Leitsatz (amtlich)

1. Bei der gem. § 2 Abs.2 Nr.1/2. Halbsatz AStG durchzuführenden Vergleichsrechnung sind unter den von dem Einkommen insgesamt zu entrichtenden Steuern sowohl die deutschen als auch die ausländischen Steuern zu verstehen.

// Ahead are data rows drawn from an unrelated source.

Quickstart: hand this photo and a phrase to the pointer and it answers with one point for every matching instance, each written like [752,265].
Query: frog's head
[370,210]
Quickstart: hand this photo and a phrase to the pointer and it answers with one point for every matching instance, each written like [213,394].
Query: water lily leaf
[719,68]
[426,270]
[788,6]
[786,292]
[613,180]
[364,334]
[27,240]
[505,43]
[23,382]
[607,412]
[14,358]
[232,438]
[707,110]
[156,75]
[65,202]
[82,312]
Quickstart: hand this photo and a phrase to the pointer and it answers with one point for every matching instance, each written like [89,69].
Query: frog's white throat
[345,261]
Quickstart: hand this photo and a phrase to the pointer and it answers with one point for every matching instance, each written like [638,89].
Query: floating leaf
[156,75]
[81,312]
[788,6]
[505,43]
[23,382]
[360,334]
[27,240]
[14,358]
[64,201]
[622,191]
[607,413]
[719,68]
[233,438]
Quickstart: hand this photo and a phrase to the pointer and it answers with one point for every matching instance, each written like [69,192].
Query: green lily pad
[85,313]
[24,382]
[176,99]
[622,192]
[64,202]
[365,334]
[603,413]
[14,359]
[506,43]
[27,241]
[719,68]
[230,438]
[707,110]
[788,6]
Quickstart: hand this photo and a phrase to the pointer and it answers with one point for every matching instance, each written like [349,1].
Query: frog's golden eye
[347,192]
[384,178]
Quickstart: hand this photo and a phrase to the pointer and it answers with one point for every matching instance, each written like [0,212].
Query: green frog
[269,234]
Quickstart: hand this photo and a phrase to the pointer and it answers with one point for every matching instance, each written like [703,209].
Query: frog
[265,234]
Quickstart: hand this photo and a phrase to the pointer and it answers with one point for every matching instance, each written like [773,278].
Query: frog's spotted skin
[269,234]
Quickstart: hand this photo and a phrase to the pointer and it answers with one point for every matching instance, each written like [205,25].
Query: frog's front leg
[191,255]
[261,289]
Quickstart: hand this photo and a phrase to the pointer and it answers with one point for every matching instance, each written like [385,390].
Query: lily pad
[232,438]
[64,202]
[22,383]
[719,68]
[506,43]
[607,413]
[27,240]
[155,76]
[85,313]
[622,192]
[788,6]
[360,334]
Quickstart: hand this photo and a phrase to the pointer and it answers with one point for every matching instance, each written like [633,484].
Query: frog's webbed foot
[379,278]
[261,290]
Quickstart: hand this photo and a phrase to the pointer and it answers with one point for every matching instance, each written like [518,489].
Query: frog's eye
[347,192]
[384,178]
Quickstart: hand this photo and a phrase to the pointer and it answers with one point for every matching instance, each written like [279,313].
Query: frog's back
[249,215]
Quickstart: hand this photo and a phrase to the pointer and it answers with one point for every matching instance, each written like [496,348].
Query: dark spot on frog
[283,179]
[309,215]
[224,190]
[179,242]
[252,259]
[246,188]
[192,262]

2. Bei der Ermittlung der deutschen Einkommensteuer, die im Falle der unbeschränkten Steuerpflicht angefallen wäre, ist bei der gem. § 2 Abs.2 Nr.1/2. Halbsatz AStG durchzuführenden Vergleichsrechnung die Vorschrift des § 34c EStG betreffend die Anrechnung ausländischer Steuern zu berücksichtigen.

 

Normenkette

AStG § 2 Abs. 2 Nr. 1 Hs. 2; EStG § 34c

 

Verfahrensgang

FG Hamburg (Entscheidung vom 28.01.1981; Aktenzeichen III 72/77)

 

Tatbestand

Die im Jahre 1910 geborene verwitwete Klägerin und Revisionsklägerin (Klägerin), die deutsche Staatsangehörige ist, verzog im Jahre 1970 aus der Bundesrepublik Deutschland (Bundesrepublik) nach X im Fürstentum Liechtenstein, wodurch ihre bis dahin ununterbrochen bestehende unbeschränkte Einkommensteuerpflicht endete. Nach schriftlichen Bestätigungen der Fürstlich Liechtensteinischen Steuerverwaltung Vaduz vom ... 1976 wurde sie dort im Streitjahr auf der Grundlage eines von ihr angegebenen Gesamteinkommens von 140 000 DM zu einer Pauschalsteuer von 20 000 sFr, das entspricht 16 984 DM nach dem Umrechnungskurs am 31.Dezember 1972, herangezogen. Nach der dem Beklagten und Revisionsbeklagten (Finanzamt --FA--) vorgelegten Einkommensteuererklärung erzielte die Klägerin im Streitjahr folgende Einkünfte:

DM

1. Einkünfte im Sinne der allgemeinen

beschränkten Einkommensteuerpflicht

gemäß § 49 des Einkommensteuergesetzes

(EStG):

a) Einkünfte aus Gewerbebetrieb

(Beteiligung an einer

Kommanditgesellschaft in B) ./. 54 933

b) Einkünfte aus selbständiger

Arbeit 24 682

c) Einkünfte aus Kapitalvermögen im

Sinne von § 20 Abs.1 Nrn.1 und 4

EStG (Dividenden, Erträge aus

festverzinslichen Wertpapieren) 11 103

Kapitalertragsteuer 2 776 DM

Ergänzungsabgabe

hierauf 77 DM

d) Einkünfte aus der Vermietung eines

Grundstückes in H 40 092

------

20 944

2. Einkünfte im Sinne der erweiterten

beschränkten Einkommensteuerpflicht

gemäß § 2 des Außensteuergesetzes (AStG):

a) Einkünfte aus Kapitalvermögen im

Sinne von § 20 Abs.1 Nr.4 EStG

(Zinsen aus Sparguthaben und

Darlehensforderungen) 51 786

b) Sonstige Einkünfte (aus Leibrenten) 5 605

------

57 391

3. Ausländische Einkünfte im Sinne von

§ 34c Abs.1 EStG 39 315.

Für das Streitjahr steht der Klägerin ein Verlustabzug gemäß § 10d EStG in Höhe von 21 603 DM aus dem Jahre 1971 zu. Eine Besteuerung aufgrund der allgemeinen beschränkten Steuerpflicht schied aus diesem Grunde aus.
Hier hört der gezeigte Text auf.